"Joe Aarons's Morning Assignment made him the Evansville Courier's superstar for many years.

He won many awards including the National Headliners Club award for writing the best local interest column in the country in 1962. In 1977 his fellow Tri-State Journalists honored him with with the first Distinguished Service Award.

He is the author of five book: A Pig In The Gray Panel Truck, A Dandelion in Winter, Day of a President, Just a 100 Miles From Home, and The Journey in the Red Jalopy.

He worked for newspapers in Santa Fe, N.M., Monett, MO, Beckley WV, and Memphis, TN. He began working for the Evansville Courier in 1957.

Aaron was born in Cone, Texas and reared on a farm in Portales, NM. He attented the University of New Mexico where he graduated with honors with a degree in journalism.

Farewell to a Pal.

by Joe Aaron

Bernice met me at the door and there were tears in her eyes. I could tell that she had been crying for a long time.

”Jobe is dead,” she told me. “He died this afternoon.”

I stood there and studied her dumbly for a long time, not knowing what to say.

”He can’t be dead,” I said at last. “He wasn’t even sick.”

And I went out to the side porch where he lay covered with a sack to keep the dismal rain off him.

I stooped down and scratched his ears and talked to him, as I always do, and for the first time in all the happy years since he came as a tiny puppy to live with us he failed to respond.

I knew then that he was dead, for Jobe, more than any other dog I have ever known, was responsive to attention, and there was simply no limit to his love for us.

I went back into the house and wandered aimlessly around the living room, trying to get used to the idea that he was dead.

Why, it was only yesterday that I had sat on the porch steps and he had climbed onto my lap and licked my ears, as he always did.

And I petted him and scratched his ears – and instead of wagging just his tail, as most dogs do, he wagged his entire rear end.

”I guess I’d better go bury him,” I said at last.

But just then Bruce and Russ, these young pals of mine who live down the road, knocked at the door and said they would bury him for me.

They took the shovel out of the garage and lifted Jobe’s furry little body and gently carried him off across the low field behind the house, and on the high spot in the corner where the tree is, they buried him beneath the lowering April skies and put a marker on his grave.

”Fold the sack over him,” I said, “so he won’t get dirt in his face.”

Not that it mattered, I suppose, but I felt better that he wouldn’t have dirt in his face.

Then I spent the rest of the evening listening for his restless sounds on the porch, and his protective barking at passing cars.

And deep in the night I awakened to hear the merciless rain on the roof, and I thought of Jobe in his new grave.

He was as fine and dedicated a watchdog as ever lived, Jobe was. He barked at everything – at cats and birds and scudding leaves, at shadows and slamming doors and the ringing telephone – but he had a different kind of bark, more authoritative somehow, when strange people came around, and we could always tell.

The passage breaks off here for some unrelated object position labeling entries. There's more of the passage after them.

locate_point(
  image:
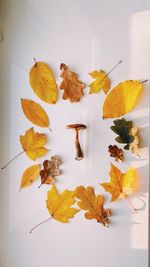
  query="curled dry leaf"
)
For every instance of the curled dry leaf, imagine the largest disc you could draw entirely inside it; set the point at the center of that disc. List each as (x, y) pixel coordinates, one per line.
(101, 82)
(134, 146)
(121, 185)
(33, 144)
(29, 176)
(93, 204)
(73, 88)
(51, 170)
(35, 113)
(116, 153)
(59, 205)
(43, 83)
(127, 134)
(122, 98)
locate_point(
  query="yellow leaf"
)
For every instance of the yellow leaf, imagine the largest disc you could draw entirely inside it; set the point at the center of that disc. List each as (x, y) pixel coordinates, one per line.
(101, 82)
(59, 204)
(32, 143)
(122, 99)
(29, 176)
(43, 83)
(93, 204)
(35, 113)
(121, 184)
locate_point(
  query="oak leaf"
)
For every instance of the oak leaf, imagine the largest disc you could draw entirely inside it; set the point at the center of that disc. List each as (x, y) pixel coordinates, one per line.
(101, 82)
(29, 176)
(73, 88)
(43, 83)
(59, 205)
(122, 98)
(121, 185)
(33, 144)
(35, 113)
(116, 153)
(93, 204)
(50, 170)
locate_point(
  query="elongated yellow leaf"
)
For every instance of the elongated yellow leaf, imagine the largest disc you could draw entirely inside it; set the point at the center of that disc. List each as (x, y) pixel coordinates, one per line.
(121, 185)
(29, 176)
(122, 99)
(35, 113)
(43, 83)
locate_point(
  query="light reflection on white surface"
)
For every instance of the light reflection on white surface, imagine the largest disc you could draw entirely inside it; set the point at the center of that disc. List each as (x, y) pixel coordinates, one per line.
(140, 67)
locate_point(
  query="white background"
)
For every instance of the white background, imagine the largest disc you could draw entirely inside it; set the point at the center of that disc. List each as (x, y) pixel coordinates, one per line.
(85, 35)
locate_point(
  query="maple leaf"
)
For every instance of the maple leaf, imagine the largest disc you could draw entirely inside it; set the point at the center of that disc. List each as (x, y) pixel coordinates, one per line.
(35, 113)
(51, 169)
(101, 82)
(122, 98)
(29, 176)
(33, 144)
(121, 185)
(59, 205)
(116, 153)
(43, 83)
(93, 204)
(73, 88)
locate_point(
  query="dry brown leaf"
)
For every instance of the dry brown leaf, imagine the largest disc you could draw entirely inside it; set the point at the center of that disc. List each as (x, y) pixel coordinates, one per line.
(51, 170)
(29, 176)
(73, 88)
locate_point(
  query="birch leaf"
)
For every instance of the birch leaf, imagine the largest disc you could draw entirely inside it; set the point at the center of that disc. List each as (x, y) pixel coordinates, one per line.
(121, 185)
(92, 204)
(122, 99)
(29, 176)
(33, 144)
(59, 205)
(35, 113)
(43, 83)
(101, 82)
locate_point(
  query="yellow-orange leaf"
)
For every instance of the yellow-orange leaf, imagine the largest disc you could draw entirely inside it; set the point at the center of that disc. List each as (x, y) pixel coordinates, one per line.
(59, 204)
(122, 99)
(29, 176)
(33, 144)
(121, 184)
(93, 204)
(101, 82)
(43, 83)
(35, 113)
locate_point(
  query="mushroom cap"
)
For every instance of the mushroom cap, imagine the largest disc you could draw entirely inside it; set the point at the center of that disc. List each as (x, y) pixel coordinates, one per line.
(76, 126)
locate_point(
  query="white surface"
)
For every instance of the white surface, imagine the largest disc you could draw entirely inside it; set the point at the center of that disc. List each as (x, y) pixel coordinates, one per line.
(86, 35)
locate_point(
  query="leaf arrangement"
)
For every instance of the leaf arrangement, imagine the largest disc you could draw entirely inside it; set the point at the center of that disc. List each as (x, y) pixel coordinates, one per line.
(119, 101)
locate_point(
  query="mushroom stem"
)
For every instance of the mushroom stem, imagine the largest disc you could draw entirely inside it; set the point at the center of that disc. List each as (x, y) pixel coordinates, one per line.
(79, 153)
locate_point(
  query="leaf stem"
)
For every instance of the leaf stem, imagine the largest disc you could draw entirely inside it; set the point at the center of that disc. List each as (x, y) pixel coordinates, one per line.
(131, 204)
(40, 224)
(12, 160)
(34, 60)
(144, 81)
(120, 61)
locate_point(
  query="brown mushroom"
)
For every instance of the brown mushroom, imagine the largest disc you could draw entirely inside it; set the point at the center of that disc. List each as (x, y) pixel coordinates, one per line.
(77, 127)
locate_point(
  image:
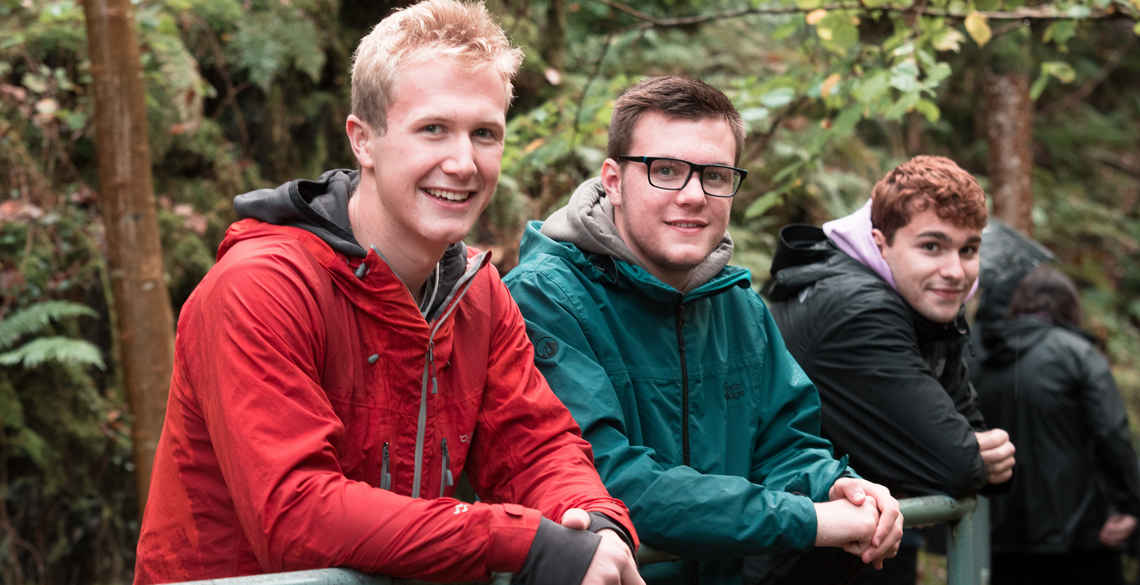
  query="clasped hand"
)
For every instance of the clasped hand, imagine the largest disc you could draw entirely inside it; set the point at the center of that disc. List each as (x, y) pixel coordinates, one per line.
(613, 562)
(862, 518)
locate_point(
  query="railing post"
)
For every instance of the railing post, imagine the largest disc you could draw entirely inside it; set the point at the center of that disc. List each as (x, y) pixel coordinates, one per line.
(968, 550)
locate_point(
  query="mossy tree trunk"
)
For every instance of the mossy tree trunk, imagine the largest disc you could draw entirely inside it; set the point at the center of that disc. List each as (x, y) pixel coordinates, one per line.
(1007, 119)
(144, 322)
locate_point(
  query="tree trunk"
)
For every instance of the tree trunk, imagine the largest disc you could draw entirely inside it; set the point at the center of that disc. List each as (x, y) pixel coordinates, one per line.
(1008, 121)
(144, 322)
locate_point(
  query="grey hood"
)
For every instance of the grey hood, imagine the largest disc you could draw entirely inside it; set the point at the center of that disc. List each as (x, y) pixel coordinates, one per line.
(322, 206)
(587, 222)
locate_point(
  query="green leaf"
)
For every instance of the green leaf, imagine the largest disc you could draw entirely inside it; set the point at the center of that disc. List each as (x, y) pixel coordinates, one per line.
(37, 317)
(905, 104)
(1039, 86)
(929, 110)
(765, 202)
(754, 115)
(778, 97)
(947, 40)
(978, 29)
(55, 349)
(844, 124)
(1059, 32)
(1060, 70)
(872, 88)
(34, 83)
(904, 76)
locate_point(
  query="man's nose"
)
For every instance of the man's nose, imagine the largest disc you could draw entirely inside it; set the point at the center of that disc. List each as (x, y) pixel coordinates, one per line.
(953, 269)
(461, 161)
(692, 193)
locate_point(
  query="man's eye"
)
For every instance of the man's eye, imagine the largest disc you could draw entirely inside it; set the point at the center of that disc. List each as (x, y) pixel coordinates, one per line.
(716, 177)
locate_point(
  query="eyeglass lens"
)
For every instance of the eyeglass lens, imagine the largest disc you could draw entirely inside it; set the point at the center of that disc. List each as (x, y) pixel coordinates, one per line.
(668, 173)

No strange dog was ever too big or mean for him to challenge – and I’ve often seen him send some big ones yelping frantically down the road when they made the innocent mistake of cutting across our yard.

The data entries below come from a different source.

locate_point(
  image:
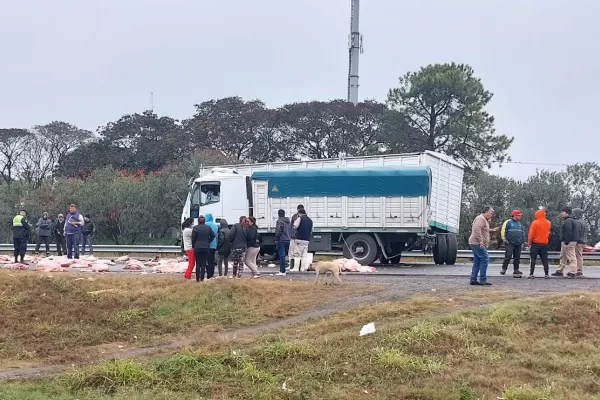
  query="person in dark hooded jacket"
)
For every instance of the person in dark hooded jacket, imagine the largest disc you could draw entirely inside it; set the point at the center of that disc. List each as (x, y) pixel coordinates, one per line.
(283, 233)
(223, 247)
(239, 244)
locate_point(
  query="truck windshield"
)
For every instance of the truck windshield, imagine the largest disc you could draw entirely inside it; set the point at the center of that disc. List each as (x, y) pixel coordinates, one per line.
(206, 193)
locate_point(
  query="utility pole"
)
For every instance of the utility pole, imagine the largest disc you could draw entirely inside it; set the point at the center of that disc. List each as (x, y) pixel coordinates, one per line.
(355, 49)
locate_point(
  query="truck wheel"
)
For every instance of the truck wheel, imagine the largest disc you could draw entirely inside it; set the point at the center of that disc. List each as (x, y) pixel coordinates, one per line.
(361, 247)
(451, 249)
(439, 249)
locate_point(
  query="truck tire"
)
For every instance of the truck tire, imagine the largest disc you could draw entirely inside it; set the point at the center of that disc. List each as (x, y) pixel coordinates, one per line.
(440, 249)
(451, 249)
(361, 247)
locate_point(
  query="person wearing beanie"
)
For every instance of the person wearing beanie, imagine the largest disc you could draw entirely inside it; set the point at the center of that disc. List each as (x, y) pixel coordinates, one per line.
(581, 238)
(569, 234)
(538, 238)
(513, 236)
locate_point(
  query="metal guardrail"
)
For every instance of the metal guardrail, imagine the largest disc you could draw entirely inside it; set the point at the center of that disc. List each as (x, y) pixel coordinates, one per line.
(138, 249)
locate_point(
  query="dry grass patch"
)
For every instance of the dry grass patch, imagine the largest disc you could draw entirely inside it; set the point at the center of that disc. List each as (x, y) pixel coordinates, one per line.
(64, 317)
(524, 349)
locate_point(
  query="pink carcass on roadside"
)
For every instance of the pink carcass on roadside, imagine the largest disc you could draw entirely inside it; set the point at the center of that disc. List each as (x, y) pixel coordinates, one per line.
(171, 268)
(15, 266)
(351, 265)
(45, 265)
(134, 265)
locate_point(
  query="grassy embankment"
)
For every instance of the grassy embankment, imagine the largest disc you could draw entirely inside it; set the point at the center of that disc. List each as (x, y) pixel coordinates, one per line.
(468, 345)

He knew his job and he did it splendidly.

only once that I know about was he ever beaten – and that, of all peculiar and unfair things, was by a nesting duck.

I don’t know how it happened, but he got his tail caught in a barbed wire fence one night, with two wires twisted around it – and that miserable duck flogged him at her leisure, all night long.

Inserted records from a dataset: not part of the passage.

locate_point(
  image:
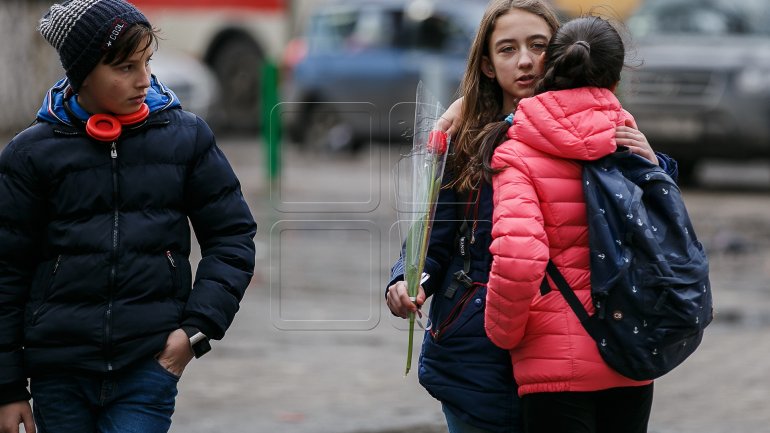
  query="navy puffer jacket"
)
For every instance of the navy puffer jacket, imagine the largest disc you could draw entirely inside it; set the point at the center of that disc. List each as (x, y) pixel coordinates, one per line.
(459, 365)
(94, 268)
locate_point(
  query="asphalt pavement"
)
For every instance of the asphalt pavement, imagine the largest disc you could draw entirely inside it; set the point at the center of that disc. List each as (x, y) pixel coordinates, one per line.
(314, 350)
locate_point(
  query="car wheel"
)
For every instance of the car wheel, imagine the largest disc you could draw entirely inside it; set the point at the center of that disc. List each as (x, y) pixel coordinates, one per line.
(238, 64)
(327, 132)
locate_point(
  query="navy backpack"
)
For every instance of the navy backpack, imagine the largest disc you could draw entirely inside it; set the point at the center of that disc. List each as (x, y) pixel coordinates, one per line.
(649, 274)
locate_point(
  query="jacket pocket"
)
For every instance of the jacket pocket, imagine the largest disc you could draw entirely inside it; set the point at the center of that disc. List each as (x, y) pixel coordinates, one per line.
(179, 269)
(466, 316)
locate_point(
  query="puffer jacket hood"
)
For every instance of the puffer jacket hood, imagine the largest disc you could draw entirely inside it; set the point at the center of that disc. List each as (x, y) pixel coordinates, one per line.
(540, 214)
(159, 98)
(576, 124)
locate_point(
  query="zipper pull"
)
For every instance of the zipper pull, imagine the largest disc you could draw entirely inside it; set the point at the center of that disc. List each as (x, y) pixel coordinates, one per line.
(56, 266)
(170, 259)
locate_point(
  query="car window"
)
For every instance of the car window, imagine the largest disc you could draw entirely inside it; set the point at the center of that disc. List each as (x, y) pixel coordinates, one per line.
(714, 17)
(352, 29)
(436, 33)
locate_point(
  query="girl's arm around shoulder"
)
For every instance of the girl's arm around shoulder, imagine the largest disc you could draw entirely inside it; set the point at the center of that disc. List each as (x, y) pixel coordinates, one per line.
(225, 229)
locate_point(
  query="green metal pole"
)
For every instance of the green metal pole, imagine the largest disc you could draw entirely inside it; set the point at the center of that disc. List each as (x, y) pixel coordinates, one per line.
(271, 120)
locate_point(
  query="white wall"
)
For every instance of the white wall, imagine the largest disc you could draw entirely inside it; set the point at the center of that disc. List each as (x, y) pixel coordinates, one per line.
(28, 65)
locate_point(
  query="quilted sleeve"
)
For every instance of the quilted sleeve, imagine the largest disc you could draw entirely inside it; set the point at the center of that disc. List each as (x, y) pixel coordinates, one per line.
(21, 210)
(225, 230)
(519, 249)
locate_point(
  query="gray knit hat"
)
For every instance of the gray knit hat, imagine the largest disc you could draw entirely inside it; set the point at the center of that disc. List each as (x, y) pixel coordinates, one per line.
(83, 31)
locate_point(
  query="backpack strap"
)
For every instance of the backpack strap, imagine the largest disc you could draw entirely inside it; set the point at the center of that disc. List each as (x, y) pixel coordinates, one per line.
(463, 242)
(569, 296)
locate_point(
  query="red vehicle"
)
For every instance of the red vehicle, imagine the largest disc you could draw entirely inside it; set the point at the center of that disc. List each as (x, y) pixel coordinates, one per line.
(234, 38)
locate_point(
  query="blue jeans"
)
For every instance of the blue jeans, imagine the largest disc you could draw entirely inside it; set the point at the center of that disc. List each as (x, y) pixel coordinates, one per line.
(456, 425)
(139, 400)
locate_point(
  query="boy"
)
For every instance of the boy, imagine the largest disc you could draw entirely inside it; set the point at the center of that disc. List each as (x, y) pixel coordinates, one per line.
(97, 306)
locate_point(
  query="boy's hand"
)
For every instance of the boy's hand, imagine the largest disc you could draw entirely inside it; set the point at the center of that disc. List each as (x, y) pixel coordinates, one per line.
(13, 414)
(399, 303)
(177, 353)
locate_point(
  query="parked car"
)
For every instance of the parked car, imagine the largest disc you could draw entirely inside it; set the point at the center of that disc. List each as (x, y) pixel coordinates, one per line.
(353, 74)
(703, 89)
(191, 80)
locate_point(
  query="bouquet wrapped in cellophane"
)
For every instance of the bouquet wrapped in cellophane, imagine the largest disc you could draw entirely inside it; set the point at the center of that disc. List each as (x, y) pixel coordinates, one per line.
(428, 157)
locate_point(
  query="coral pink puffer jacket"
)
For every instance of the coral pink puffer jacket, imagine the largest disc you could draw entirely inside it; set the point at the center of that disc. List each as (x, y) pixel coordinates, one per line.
(539, 213)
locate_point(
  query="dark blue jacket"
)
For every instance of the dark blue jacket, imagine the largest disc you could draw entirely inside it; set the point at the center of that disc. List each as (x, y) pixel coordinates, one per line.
(94, 268)
(459, 365)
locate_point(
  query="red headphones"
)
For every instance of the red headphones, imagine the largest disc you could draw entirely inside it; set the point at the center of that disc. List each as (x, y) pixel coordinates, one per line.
(107, 127)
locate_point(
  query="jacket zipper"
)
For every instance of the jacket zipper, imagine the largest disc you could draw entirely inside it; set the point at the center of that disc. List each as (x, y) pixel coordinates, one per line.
(114, 261)
(455, 312)
(47, 289)
(174, 275)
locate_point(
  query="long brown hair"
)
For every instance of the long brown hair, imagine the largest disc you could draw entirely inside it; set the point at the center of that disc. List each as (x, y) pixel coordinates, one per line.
(482, 96)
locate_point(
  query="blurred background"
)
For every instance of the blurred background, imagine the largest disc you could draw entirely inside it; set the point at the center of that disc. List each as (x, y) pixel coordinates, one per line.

I heard him whimpering when I got up the next morning, and I cut him free with a pair of pliers. He ran about 85 miles an hour to the house and didn’t venture off the porch all day long.

He never did have a whole lot of use for ducks after that, and I’ll have to confess that it sort of prejudiced me against them too.

Wary of all strangers, Jobe had an all-consuming, touchingly protective love for Bernice and me, and for our children and our grandchildren – and he was blessed with a forgiving heart.

One minute I could bellow that I was going to systematically beat his brains out if he didn’t shut up and the next, with the slightest flicker of encouragement from me, he would come sailing into my lap, wagging all over and exuberantly licking me in the face.

he never held a grudge, al lot more than I can say of most people I know, and he was as gentle as a nursemaid with tiny children.

And I shall see him for a long, long time, in the eye of my memory, running, gleeful circles around the car, then around our ankles, when we got home after a mere 30-minute trip to town.

If only we could always be greeted with such enthusiasm when we have been gone and return again. If only we could.

Sleep gently, little fella, sleep gently.